1. C14:0 5. C18:0 9. C18:3 n-3 13. C20:4 n-3 17. C22:5 n-6
2. C16:0 6. C18:1 n-9 10. C18:4 n-3 14. EPA 18. C22:5 n-3
3. C16:1 n-7 7. C18:1 n-7 11. C20:1 n-9 15. C22:1 n-11 19. DHA
4. C16:4 n-1 8. C18:2 n-6 12. C20:4 n-6 16. C21:5 n-3
Figure 1910.-1. – Chromatogram for the composition of fatty acids in farmed salmon oil
Table 1910.-1. – Shift values
| Signal | Shift range (ppm) |
| β DHA | 172.05 – 172.09 |
| α DHA | 172.43 – 172.47 |
| β EPA | 172.52 – 172.56 |
| α EPA | 172.90 – 172.94 |
| β C18:4 | 172.56 – 172.60 |
| α C18:4 | 172.95 – 172.99 |
1. α C18:4 2. α EPA 3. β C18:4 4. β EPA 5. α DHA 6. β DHA
Figure 1910.-2. – C NMR spectrum: carbonyl region of farmed salmon oil
System suitability:
— signal-to-noise ratio: minimum 5 for the smallest relevant peak corresponding to α C18:4 signal (in
the range δ 172.95-172.99 ppm);
— peak width at half-height maximum 0.02 ppm for the central CDCl3 signal (at δ 77.16 ppm).

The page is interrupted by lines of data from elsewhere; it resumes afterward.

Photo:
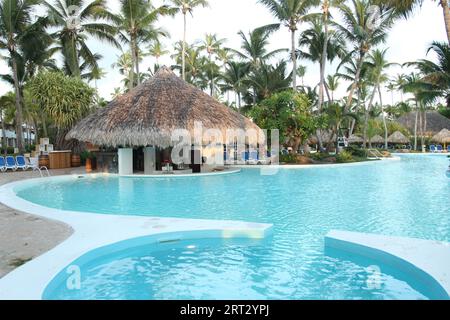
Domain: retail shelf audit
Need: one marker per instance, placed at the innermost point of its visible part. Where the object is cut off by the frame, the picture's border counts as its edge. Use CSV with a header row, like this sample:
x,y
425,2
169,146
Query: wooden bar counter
x,y
60,159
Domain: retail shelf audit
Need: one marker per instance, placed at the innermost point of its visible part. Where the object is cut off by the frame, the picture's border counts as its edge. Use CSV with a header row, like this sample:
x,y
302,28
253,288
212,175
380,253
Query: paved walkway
x,y
24,236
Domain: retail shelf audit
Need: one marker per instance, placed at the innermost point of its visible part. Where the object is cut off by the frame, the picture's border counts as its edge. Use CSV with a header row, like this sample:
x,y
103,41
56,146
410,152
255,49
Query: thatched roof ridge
x,y
442,137
149,113
398,137
377,139
435,122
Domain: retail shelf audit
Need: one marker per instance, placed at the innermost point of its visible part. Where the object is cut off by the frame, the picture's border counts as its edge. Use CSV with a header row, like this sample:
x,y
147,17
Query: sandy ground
x,y
24,236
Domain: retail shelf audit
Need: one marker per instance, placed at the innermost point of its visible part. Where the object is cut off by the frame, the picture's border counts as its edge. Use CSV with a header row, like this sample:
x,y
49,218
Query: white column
x,y
125,161
149,160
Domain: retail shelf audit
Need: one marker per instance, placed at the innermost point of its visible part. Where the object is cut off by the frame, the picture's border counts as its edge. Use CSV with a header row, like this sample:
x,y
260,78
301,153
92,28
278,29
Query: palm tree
x,y
157,50
74,20
185,7
332,84
268,79
136,25
291,13
211,44
124,64
254,48
437,73
406,7
24,40
422,95
363,32
233,78
377,65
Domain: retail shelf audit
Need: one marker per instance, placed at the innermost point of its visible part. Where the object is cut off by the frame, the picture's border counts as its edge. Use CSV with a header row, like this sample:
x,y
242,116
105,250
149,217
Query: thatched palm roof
x,y
442,137
377,139
435,122
398,137
149,113
355,139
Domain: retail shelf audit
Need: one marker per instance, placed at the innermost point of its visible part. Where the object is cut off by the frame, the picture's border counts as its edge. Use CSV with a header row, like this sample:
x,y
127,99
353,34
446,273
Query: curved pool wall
x,y
428,261
93,231
77,220
149,243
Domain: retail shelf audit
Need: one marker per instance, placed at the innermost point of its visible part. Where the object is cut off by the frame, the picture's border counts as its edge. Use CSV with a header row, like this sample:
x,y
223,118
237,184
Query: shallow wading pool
x,y
402,198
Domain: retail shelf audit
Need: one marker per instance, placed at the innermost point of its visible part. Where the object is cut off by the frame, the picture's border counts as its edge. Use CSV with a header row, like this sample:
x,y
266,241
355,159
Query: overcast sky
x,y
407,41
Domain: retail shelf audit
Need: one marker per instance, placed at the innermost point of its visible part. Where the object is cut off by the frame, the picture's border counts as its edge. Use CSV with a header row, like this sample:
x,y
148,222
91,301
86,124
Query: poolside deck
x,y
24,236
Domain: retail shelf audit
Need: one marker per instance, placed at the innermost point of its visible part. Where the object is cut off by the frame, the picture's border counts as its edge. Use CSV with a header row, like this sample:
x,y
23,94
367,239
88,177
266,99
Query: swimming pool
x,y
403,198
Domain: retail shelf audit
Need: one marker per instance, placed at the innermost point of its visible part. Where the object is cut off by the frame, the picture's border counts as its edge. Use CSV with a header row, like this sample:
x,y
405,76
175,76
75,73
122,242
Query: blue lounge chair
x,y
2,164
252,157
21,163
11,163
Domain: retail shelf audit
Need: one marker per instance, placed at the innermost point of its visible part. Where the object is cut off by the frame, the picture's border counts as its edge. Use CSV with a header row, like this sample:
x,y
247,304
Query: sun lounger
x,y
11,163
21,163
2,164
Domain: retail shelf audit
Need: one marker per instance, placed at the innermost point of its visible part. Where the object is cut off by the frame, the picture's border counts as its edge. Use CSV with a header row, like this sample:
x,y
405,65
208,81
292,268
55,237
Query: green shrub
x,y
288,158
357,152
344,157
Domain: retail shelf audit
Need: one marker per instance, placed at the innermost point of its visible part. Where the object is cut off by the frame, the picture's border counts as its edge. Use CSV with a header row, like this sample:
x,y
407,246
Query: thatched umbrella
x,y
398,137
355,139
442,137
147,115
377,139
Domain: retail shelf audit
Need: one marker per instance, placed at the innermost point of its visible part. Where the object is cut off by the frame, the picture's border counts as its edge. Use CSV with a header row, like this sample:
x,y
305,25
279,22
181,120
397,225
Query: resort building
x,y
145,124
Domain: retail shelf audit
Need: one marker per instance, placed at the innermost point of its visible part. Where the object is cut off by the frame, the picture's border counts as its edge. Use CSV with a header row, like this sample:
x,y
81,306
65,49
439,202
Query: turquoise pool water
x,y
404,198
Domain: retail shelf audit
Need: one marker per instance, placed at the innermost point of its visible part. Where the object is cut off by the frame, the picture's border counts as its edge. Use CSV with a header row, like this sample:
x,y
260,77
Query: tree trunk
x,y
136,60
19,129
4,139
415,126
445,9
324,57
355,82
384,119
367,114
133,63
294,62
183,58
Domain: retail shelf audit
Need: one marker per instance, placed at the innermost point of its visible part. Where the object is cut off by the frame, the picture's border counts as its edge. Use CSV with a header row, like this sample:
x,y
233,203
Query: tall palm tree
x,y
406,7
157,50
332,84
291,13
211,44
136,25
233,78
377,64
423,94
185,7
74,21
124,64
437,73
254,49
21,37
364,32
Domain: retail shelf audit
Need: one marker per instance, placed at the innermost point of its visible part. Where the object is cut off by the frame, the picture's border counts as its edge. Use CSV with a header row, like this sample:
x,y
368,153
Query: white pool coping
x,y
424,259
183,175
93,231
317,166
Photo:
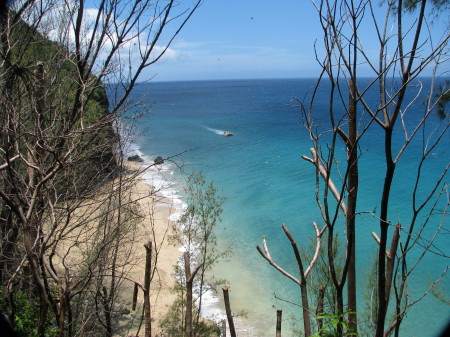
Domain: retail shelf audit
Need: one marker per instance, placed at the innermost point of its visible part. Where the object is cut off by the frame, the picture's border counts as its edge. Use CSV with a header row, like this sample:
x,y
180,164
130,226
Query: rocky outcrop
x,y
136,158
159,160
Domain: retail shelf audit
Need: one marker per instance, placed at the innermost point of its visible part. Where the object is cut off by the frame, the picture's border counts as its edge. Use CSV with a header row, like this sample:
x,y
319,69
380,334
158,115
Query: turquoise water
x,y
260,171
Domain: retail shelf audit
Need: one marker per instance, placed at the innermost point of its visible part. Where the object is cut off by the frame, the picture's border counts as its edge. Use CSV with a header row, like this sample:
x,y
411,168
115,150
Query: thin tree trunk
x,y
351,205
147,279
278,329
228,311
320,307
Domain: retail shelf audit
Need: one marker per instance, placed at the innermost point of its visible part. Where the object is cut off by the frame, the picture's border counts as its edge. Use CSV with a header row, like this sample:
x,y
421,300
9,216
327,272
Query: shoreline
x,y
156,227
168,204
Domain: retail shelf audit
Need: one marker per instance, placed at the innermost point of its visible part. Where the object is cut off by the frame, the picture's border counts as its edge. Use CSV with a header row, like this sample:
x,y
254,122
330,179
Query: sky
x,y
247,39
250,39
231,39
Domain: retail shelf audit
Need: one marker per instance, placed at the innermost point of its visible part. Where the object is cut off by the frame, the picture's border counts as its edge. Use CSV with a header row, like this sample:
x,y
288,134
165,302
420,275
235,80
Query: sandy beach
x,y
157,228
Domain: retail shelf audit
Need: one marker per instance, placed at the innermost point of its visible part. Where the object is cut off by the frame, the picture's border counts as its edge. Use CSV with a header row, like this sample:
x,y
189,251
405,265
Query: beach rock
x,y
125,311
135,158
159,160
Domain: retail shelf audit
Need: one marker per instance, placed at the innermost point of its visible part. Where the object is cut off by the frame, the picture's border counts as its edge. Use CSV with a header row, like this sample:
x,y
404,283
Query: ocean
x,y
260,171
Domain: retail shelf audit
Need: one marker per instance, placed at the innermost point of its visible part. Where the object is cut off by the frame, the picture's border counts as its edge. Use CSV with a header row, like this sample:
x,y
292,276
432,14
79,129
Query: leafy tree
x,y
59,143
196,231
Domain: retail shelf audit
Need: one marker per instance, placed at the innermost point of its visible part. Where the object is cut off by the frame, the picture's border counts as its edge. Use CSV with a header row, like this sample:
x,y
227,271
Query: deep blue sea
x,y
266,183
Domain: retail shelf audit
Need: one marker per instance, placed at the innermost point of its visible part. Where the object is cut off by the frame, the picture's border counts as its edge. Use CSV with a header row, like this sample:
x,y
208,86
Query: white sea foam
x,y
163,179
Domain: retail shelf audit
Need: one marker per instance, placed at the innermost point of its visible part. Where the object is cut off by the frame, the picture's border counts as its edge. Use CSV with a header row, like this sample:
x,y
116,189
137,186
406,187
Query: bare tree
x,y
341,131
55,59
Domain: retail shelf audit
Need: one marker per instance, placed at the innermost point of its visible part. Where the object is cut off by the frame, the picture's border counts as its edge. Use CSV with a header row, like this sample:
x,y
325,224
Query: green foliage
x,y
26,314
333,324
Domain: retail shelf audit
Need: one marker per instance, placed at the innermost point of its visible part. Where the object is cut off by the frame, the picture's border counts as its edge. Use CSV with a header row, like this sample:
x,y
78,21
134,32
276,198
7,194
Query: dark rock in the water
x,y
125,311
159,160
136,158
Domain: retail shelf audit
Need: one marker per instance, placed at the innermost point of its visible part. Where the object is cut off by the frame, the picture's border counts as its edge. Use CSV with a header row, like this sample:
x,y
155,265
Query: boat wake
x,y
217,131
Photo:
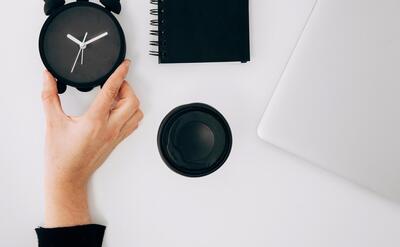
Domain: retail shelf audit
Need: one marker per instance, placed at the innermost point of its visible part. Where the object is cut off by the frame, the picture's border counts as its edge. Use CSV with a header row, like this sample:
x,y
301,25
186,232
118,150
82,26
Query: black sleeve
x,y
77,236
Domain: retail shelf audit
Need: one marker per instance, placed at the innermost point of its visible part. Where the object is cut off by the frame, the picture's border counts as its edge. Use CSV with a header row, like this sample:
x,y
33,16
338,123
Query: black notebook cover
x,y
202,31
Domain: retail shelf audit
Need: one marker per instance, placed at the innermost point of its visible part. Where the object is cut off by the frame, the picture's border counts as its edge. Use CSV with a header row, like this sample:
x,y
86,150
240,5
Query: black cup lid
x,y
194,140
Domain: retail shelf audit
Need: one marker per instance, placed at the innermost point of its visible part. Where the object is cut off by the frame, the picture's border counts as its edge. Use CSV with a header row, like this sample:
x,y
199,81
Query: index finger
x,y
105,99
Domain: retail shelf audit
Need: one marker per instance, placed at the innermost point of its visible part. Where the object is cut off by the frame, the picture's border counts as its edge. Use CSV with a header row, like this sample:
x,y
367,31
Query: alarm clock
x,y
81,43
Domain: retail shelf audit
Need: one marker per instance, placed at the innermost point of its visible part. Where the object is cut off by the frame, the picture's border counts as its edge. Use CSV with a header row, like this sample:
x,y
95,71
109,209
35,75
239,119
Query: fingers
x,y
127,105
102,105
50,98
131,125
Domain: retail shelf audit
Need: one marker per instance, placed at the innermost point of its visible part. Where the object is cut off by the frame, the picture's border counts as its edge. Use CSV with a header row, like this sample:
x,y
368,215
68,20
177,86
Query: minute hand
x,y
96,38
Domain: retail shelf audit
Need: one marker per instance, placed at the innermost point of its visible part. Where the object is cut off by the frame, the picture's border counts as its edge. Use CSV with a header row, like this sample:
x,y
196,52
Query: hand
x,y
77,146
81,49
75,40
96,38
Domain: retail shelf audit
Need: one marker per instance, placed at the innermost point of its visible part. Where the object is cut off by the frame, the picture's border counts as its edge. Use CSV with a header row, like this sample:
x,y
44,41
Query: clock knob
x,y
85,89
51,5
61,88
112,5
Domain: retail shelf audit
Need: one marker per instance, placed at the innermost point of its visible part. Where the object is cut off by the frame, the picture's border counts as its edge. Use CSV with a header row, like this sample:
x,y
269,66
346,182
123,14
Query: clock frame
x,y
54,7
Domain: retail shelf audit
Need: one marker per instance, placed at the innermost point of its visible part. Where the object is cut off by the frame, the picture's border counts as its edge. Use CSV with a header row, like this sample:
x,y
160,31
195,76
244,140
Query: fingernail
x,y
46,76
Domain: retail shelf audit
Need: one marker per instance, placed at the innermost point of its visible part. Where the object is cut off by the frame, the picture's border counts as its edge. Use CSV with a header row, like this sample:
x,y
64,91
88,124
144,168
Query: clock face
x,y
82,44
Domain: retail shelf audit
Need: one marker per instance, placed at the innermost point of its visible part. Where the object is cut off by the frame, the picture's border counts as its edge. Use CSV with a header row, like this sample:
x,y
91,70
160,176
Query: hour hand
x,y
75,40
96,38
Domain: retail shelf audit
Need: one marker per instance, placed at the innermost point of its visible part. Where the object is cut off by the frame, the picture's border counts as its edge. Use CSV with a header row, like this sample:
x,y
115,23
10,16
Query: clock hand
x,y
81,48
75,40
96,38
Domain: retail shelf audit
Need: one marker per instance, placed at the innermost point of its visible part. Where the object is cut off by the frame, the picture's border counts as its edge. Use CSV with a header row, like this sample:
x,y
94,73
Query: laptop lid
x,y
338,101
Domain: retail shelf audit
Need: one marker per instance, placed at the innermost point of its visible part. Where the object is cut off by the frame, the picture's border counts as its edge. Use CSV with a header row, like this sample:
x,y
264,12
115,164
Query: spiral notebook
x,y
190,31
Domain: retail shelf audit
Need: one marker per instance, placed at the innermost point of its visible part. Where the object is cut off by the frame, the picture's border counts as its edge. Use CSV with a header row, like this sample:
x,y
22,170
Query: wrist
x,y
66,204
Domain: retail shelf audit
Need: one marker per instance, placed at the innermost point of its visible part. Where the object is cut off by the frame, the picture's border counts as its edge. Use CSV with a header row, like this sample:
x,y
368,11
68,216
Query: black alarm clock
x,y
81,43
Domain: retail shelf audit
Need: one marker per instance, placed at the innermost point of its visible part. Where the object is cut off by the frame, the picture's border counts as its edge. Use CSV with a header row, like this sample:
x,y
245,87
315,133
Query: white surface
x,y
338,102
261,197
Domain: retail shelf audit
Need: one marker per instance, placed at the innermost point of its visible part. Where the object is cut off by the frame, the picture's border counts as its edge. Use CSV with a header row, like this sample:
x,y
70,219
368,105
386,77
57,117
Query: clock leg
x,y
61,87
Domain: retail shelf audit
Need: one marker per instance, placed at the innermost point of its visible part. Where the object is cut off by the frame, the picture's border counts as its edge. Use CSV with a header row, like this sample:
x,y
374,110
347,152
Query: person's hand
x,y
76,146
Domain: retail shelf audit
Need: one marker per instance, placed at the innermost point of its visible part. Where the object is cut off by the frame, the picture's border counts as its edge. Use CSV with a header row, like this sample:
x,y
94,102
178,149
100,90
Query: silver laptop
x,y
338,102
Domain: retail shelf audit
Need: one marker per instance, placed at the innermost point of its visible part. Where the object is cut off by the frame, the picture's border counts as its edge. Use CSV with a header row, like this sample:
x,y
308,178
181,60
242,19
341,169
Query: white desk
x,y
261,197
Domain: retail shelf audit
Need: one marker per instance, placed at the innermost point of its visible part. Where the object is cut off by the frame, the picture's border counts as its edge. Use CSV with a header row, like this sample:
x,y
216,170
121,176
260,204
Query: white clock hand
x,y
75,40
96,38
81,48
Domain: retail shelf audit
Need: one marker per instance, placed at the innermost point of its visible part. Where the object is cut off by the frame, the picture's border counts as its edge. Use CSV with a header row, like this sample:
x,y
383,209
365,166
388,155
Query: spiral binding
x,y
157,29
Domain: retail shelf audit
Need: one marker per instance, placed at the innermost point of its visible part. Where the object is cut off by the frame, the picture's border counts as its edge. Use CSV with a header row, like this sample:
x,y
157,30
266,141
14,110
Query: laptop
x,y
337,104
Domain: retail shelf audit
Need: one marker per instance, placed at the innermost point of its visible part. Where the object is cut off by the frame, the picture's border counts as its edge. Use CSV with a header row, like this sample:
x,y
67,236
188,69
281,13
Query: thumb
x,y
50,98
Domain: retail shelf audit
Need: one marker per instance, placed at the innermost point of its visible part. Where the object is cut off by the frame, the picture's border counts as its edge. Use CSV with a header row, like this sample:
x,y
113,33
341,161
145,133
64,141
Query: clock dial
x,y
82,44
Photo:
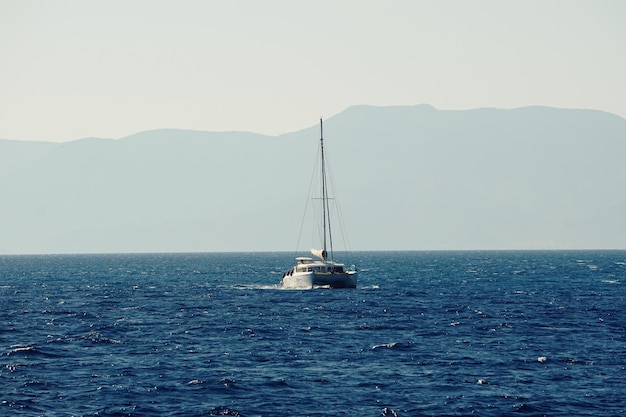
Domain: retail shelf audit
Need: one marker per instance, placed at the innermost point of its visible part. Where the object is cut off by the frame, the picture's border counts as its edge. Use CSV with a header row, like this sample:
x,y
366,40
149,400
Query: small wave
x,y
91,337
225,411
393,345
26,349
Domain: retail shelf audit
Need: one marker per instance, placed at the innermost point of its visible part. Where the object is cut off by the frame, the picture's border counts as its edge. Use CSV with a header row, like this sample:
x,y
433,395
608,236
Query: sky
x,y
71,69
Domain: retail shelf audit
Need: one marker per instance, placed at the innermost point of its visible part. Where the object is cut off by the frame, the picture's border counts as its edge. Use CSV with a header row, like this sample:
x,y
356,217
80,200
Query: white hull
x,y
342,280
303,281
307,273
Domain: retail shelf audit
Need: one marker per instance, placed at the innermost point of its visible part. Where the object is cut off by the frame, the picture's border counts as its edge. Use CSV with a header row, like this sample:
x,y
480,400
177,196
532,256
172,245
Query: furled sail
x,y
320,253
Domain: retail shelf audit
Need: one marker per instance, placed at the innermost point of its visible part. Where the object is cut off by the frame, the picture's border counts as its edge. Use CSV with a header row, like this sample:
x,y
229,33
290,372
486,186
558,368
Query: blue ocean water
x,y
424,334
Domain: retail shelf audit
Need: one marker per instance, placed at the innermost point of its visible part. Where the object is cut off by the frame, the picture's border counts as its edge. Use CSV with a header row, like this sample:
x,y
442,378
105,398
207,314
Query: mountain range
x,y
408,178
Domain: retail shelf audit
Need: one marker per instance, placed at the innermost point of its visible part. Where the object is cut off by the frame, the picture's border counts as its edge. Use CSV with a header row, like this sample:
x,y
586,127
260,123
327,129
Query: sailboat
x,y
323,271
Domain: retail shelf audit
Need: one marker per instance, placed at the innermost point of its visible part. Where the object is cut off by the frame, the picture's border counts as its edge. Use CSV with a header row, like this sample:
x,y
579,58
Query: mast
x,y
325,206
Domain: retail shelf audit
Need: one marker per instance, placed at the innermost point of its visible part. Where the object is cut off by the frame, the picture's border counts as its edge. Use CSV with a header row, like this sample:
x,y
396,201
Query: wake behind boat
x,y
323,271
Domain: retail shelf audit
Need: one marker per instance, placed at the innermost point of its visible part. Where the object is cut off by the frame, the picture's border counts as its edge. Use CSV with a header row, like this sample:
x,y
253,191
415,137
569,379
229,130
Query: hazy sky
x,y
73,69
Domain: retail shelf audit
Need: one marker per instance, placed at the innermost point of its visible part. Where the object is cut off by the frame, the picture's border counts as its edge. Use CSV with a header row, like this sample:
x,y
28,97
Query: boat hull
x,y
302,281
335,280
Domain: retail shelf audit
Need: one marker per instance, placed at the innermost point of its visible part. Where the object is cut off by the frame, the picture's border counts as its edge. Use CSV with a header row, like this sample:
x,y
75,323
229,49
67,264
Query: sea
x,y
479,333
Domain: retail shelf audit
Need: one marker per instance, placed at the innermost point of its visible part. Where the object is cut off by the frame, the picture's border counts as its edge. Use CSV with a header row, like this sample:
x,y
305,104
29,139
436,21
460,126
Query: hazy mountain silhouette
x,y
408,177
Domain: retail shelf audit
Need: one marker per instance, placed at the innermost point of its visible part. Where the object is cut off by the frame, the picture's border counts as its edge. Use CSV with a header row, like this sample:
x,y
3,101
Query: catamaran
x,y
323,271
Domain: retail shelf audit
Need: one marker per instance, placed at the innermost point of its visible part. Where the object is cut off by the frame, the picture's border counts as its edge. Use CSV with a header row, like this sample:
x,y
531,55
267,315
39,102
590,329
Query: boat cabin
x,y
310,265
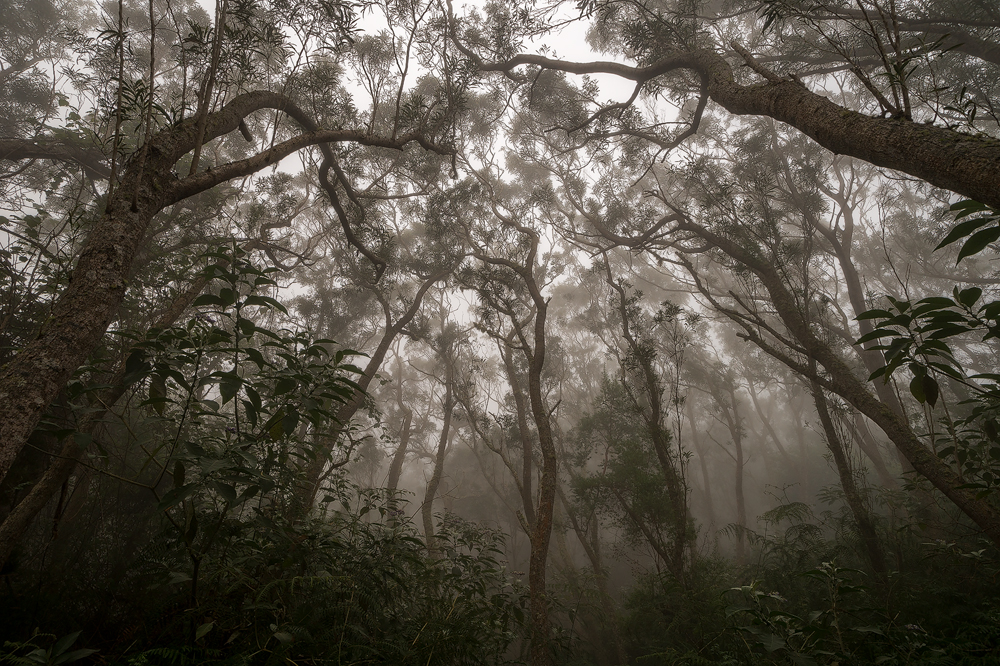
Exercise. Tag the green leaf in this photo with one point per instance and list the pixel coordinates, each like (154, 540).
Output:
(962, 230)
(63, 643)
(978, 242)
(207, 299)
(226, 491)
(176, 495)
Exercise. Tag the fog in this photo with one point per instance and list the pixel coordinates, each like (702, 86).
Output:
(552, 333)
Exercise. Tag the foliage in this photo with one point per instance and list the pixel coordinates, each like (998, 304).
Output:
(926, 338)
(229, 571)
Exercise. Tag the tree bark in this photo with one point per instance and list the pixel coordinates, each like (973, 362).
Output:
(962, 163)
(82, 313)
(855, 501)
(841, 380)
(427, 509)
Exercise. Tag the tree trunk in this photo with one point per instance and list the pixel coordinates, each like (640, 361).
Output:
(842, 381)
(963, 163)
(855, 501)
(427, 509)
(83, 311)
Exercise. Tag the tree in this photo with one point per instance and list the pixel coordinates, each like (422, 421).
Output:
(145, 184)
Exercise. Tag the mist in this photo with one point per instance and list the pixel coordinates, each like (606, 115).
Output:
(592, 333)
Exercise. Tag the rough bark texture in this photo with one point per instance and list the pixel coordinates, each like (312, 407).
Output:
(17, 522)
(427, 508)
(541, 653)
(841, 380)
(969, 165)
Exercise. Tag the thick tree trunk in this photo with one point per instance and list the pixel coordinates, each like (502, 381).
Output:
(305, 497)
(703, 464)
(592, 547)
(855, 501)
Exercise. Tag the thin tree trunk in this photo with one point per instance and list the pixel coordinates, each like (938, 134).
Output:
(855, 501)
(841, 380)
(427, 509)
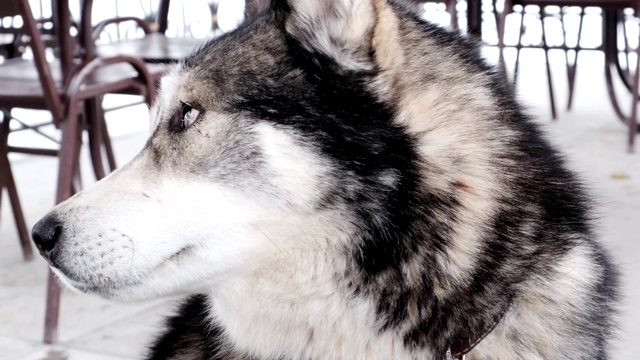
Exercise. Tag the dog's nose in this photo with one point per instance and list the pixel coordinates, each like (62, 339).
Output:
(45, 234)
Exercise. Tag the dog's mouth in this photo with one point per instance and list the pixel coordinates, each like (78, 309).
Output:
(88, 287)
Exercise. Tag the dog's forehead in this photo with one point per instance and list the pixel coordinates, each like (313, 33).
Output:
(225, 67)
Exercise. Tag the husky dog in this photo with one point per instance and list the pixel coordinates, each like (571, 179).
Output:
(339, 179)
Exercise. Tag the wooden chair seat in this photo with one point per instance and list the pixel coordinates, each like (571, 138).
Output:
(154, 48)
(21, 84)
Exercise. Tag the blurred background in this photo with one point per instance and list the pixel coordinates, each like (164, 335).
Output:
(74, 107)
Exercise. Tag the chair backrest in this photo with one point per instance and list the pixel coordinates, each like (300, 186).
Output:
(9, 8)
(51, 94)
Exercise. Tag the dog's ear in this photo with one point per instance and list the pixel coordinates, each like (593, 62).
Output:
(339, 29)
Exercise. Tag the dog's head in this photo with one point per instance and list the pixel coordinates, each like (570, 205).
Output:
(272, 139)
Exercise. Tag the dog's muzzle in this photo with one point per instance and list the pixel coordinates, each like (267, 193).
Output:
(46, 234)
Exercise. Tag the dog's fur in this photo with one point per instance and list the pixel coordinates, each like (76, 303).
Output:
(357, 185)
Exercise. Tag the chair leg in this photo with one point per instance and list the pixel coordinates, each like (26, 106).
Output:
(552, 99)
(633, 118)
(453, 12)
(69, 156)
(572, 68)
(95, 137)
(18, 215)
(7, 181)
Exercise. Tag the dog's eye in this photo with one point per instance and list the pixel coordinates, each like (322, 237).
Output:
(188, 115)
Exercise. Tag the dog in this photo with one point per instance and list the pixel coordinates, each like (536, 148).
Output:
(340, 179)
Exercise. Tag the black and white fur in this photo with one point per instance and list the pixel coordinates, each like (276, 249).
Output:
(339, 179)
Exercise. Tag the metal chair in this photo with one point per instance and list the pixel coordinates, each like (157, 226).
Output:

Calculation of positional distribution (β(2)-acyl) Use the following expression:
β/α+β × 100
α = peak area of the corresponding α-carbonyl peak;
β = peak area of β-carbonyl peak from C22:6 n-3, C20:5 n-3 or C18:4 n-3, respectively.
Limits:
— cervonic (docosahexaenoic) acid (C22:6 n-3; DHA): 60 per cent to 70 per cent;
— timnodonic (eicosapentaenoic) acid (C20:5 n-3; EPA): 25 per cent to 35 per cent;
— moroctic acid (C18:4 n-3): 40 per cent to 55 per cent.
EPA and DHA (2.4.29)
See Figure 1910.-1.
STORAGE
In an airtight, well-filled container, protected from light, under inert gas.
LABELLING
The label states:
— the concentration of EPA and DHA, expressed as triglycerides.